Além disso, os pesquisadores colaboraram com uma instituição para cegos durante o desenvolvimento, ouvindo relatos sobre dificuldades cotidianas. “A maioria dos dispositivos existentes foca apenas na funcionalidade, ignorando como o usuário se relaciona com a tecnologia. Isso impacta diretamente a adesão”, observa Santos.
Testes e resultados preliminares
Em um estudo inicial, 11 adultos (entre pessoas com visão normal vendadas e profissionais da área de saúde) testaram o NavWear em um ambiente controlado. Os resultados foram animadores:
- Redução de colisões: A combinação da bengala com o sistema vibratório diminuiu significativamente o contato com obstáculos suspensos.
- Sensação de segurança: Participantes relataram maior confiança ao percorrer trajetos desconhecidos.
- Aceitação do conceito: A vibração direcional foi considerada intuitiva e menos intrusiva que soluções baseadas em áudio.
No entanto, uma limitação importante foi a impossibilidade de testar o protótipo com pessoas cegas durante a fase de desenvolvimento – um reflexo das restrições impostas pela pandemia de COVID-19.
“Sabemos que a interação pode variar em usuários com deficiência visual congênita, mas os dados preliminares validam o potencial do dispositivo“, pondera Santos.
Próximos passos: do laboratório para as ruas
A equipe já planeja melhorias, como:
- Redução de peso: Substituir componentes por versões mais leves e compactas.
- Bateria de maior duração: Garantir autonomia para uso prolongado.
- Testes em ambientes reais: Parcerias com organizações de cegos para avaliar eficácia em cenários urbanos complexos.
Enquanto isso, o estudo chama a atenção para um debate mais amplo: a necessidade de tecnologias assistivas que equilibrem inovação e humanização. “Não basta detectar obstáculos; é preciso que o dispositivo se integre naturalmente à vida do usuário”, conclui Santos.
Um futuro com mais Autonomia
O NavWear representa um avanço promissor na busca por mobilidade independente.

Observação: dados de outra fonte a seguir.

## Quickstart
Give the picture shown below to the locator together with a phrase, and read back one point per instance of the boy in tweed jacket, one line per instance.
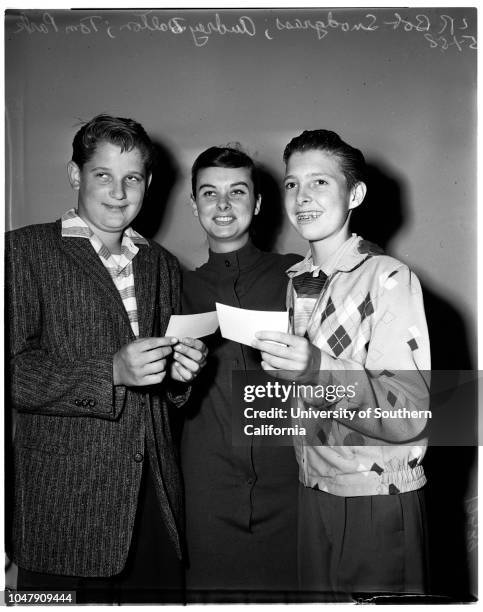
(98, 503)
(357, 318)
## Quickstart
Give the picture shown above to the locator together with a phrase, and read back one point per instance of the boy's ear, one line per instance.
(258, 204)
(73, 172)
(193, 206)
(358, 193)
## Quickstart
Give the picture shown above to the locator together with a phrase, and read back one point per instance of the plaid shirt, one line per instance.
(369, 324)
(119, 266)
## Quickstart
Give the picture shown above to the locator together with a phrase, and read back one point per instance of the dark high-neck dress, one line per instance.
(241, 501)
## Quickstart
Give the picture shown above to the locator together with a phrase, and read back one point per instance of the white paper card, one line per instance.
(192, 326)
(241, 324)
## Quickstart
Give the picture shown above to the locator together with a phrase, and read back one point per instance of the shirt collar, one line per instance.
(345, 258)
(240, 259)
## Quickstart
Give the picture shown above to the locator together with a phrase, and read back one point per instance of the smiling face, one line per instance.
(111, 186)
(318, 200)
(225, 203)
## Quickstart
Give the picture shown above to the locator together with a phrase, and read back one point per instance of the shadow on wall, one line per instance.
(267, 225)
(165, 174)
(383, 214)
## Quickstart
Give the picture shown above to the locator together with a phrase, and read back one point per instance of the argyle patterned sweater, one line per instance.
(368, 322)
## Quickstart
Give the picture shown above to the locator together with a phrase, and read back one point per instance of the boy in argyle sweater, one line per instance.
(356, 317)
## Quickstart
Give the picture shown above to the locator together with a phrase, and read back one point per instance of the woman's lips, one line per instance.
(307, 216)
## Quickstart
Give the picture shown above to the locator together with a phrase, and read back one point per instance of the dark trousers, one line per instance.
(369, 544)
(153, 573)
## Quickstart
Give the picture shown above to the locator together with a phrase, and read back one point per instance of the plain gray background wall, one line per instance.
(397, 83)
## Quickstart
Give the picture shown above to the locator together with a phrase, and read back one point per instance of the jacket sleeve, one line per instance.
(395, 375)
(40, 382)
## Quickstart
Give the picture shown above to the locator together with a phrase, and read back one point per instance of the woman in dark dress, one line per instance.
(241, 501)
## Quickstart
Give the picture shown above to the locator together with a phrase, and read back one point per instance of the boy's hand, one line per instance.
(294, 353)
(188, 358)
(142, 362)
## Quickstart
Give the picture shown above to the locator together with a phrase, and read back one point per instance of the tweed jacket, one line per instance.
(80, 443)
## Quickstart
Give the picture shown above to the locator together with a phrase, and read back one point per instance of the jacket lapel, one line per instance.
(146, 280)
(81, 252)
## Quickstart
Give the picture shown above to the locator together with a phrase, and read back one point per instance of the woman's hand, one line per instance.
(189, 356)
(290, 354)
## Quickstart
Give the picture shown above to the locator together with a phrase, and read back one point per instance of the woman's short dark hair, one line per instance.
(352, 161)
(224, 157)
(125, 133)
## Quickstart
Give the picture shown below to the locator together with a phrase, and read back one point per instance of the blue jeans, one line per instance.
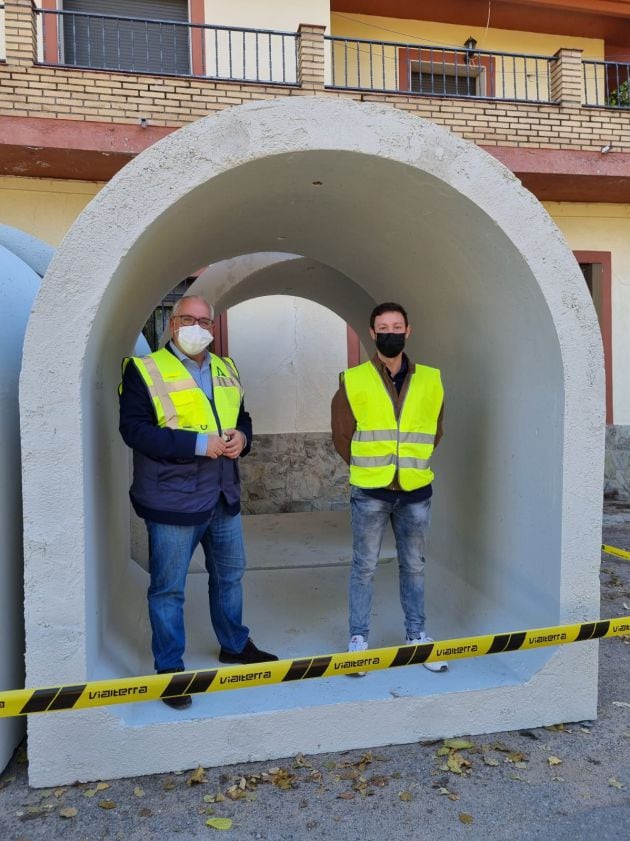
(171, 549)
(410, 522)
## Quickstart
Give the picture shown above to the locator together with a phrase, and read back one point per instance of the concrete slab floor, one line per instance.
(583, 797)
(296, 605)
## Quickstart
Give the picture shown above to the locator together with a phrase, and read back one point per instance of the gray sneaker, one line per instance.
(434, 665)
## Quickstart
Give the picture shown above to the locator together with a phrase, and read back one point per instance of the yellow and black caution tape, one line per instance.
(614, 550)
(101, 693)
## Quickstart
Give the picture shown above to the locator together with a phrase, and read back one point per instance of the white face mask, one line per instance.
(194, 339)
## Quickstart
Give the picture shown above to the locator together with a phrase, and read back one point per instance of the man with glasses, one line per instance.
(182, 414)
(386, 422)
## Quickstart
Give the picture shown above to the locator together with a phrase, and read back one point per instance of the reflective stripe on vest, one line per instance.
(178, 401)
(382, 446)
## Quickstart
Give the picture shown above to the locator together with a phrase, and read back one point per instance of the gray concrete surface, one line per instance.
(568, 783)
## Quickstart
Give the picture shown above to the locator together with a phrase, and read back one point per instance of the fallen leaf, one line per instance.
(281, 778)
(219, 823)
(197, 777)
(516, 757)
(458, 744)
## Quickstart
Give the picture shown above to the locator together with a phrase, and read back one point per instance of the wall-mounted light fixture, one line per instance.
(470, 44)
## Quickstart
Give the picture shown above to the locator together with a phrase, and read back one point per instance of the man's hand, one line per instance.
(216, 446)
(236, 444)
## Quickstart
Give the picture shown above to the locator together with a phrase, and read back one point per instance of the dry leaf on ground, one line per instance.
(219, 823)
(458, 744)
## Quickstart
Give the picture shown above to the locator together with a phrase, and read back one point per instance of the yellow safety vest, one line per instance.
(383, 446)
(178, 401)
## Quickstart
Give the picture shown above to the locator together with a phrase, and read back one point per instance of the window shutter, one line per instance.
(144, 46)
(444, 84)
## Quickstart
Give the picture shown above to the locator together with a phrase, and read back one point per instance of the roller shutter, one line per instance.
(150, 43)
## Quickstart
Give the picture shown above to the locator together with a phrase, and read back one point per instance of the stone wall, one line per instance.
(293, 472)
(617, 470)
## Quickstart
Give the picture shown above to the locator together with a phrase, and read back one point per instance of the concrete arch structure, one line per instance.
(23, 261)
(230, 282)
(405, 210)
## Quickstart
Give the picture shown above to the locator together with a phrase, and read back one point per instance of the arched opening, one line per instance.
(392, 207)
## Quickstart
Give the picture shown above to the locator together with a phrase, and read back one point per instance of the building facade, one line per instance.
(542, 85)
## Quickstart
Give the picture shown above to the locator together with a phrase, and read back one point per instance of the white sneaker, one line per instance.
(434, 665)
(357, 643)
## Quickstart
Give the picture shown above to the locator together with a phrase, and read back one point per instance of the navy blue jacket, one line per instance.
(170, 483)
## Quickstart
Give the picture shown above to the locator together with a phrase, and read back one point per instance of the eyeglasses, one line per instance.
(189, 320)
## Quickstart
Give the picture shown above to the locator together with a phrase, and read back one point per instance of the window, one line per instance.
(156, 41)
(447, 80)
(438, 72)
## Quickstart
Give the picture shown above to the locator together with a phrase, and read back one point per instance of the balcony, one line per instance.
(166, 47)
(269, 57)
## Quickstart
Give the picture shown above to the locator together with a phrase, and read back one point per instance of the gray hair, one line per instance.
(178, 304)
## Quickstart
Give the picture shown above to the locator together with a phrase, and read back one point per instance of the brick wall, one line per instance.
(31, 90)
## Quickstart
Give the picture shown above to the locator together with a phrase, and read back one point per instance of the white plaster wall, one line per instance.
(285, 15)
(401, 209)
(289, 352)
(18, 287)
(606, 227)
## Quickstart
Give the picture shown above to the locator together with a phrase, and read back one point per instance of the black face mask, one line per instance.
(390, 344)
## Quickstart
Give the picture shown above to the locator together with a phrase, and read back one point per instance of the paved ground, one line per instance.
(571, 782)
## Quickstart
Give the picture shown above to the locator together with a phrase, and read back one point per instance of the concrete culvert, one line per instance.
(404, 211)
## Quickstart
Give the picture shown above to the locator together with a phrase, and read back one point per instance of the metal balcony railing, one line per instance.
(2, 36)
(166, 47)
(416, 69)
(606, 84)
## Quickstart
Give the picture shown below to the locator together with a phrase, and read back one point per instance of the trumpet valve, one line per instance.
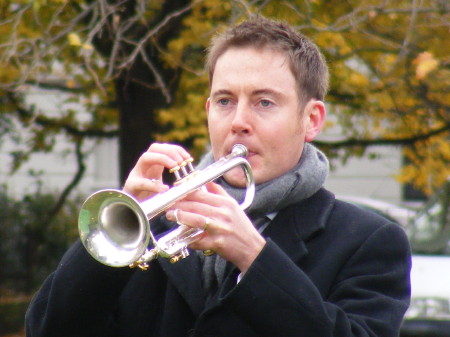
(182, 254)
(183, 170)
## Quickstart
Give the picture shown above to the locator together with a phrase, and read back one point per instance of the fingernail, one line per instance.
(170, 216)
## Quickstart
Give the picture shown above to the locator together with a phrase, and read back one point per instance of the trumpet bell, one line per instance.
(113, 228)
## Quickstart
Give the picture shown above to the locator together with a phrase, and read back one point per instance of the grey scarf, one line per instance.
(301, 182)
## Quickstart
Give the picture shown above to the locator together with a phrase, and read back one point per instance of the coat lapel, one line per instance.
(294, 226)
(185, 274)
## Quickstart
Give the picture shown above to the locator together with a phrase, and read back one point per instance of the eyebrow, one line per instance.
(266, 91)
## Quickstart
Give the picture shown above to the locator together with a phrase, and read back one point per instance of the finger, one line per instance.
(175, 152)
(144, 184)
(189, 219)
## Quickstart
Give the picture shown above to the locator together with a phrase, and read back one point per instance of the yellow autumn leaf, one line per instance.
(74, 39)
(425, 64)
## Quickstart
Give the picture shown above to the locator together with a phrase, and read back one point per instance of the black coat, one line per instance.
(328, 269)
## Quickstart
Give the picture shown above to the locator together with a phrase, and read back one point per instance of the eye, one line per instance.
(223, 101)
(265, 103)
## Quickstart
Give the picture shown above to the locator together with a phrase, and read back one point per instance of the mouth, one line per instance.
(250, 152)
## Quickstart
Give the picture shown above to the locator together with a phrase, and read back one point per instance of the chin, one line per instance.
(236, 178)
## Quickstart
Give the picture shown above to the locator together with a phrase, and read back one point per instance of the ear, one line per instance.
(314, 118)
(207, 105)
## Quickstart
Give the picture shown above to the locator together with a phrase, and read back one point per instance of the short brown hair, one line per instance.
(306, 61)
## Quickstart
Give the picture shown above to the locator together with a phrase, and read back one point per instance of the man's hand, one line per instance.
(230, 233)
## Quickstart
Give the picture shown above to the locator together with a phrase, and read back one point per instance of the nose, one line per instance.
(242, 120)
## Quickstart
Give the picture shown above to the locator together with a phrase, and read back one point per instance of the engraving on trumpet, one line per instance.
(115, 228)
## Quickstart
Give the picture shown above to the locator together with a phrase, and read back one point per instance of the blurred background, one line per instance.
(86, 86)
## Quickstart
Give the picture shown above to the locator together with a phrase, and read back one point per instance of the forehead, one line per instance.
(253, 64)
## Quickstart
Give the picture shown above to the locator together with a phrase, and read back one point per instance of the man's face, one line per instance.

Se aprimorado e validado em larga escala, poderá se tornar uma ferramenta tão essencial quanto a bengala – não por substituí-la, mas por expandir os limites do que é possível enxergar, mesmo sem os olhos.
Para quem vive em um mundo projetado para pessoas que veem, soluções como essa não são apenas conveniências tecnológicas. São passos concretos em direção a uma sociedade verdadeiramente inclusiva.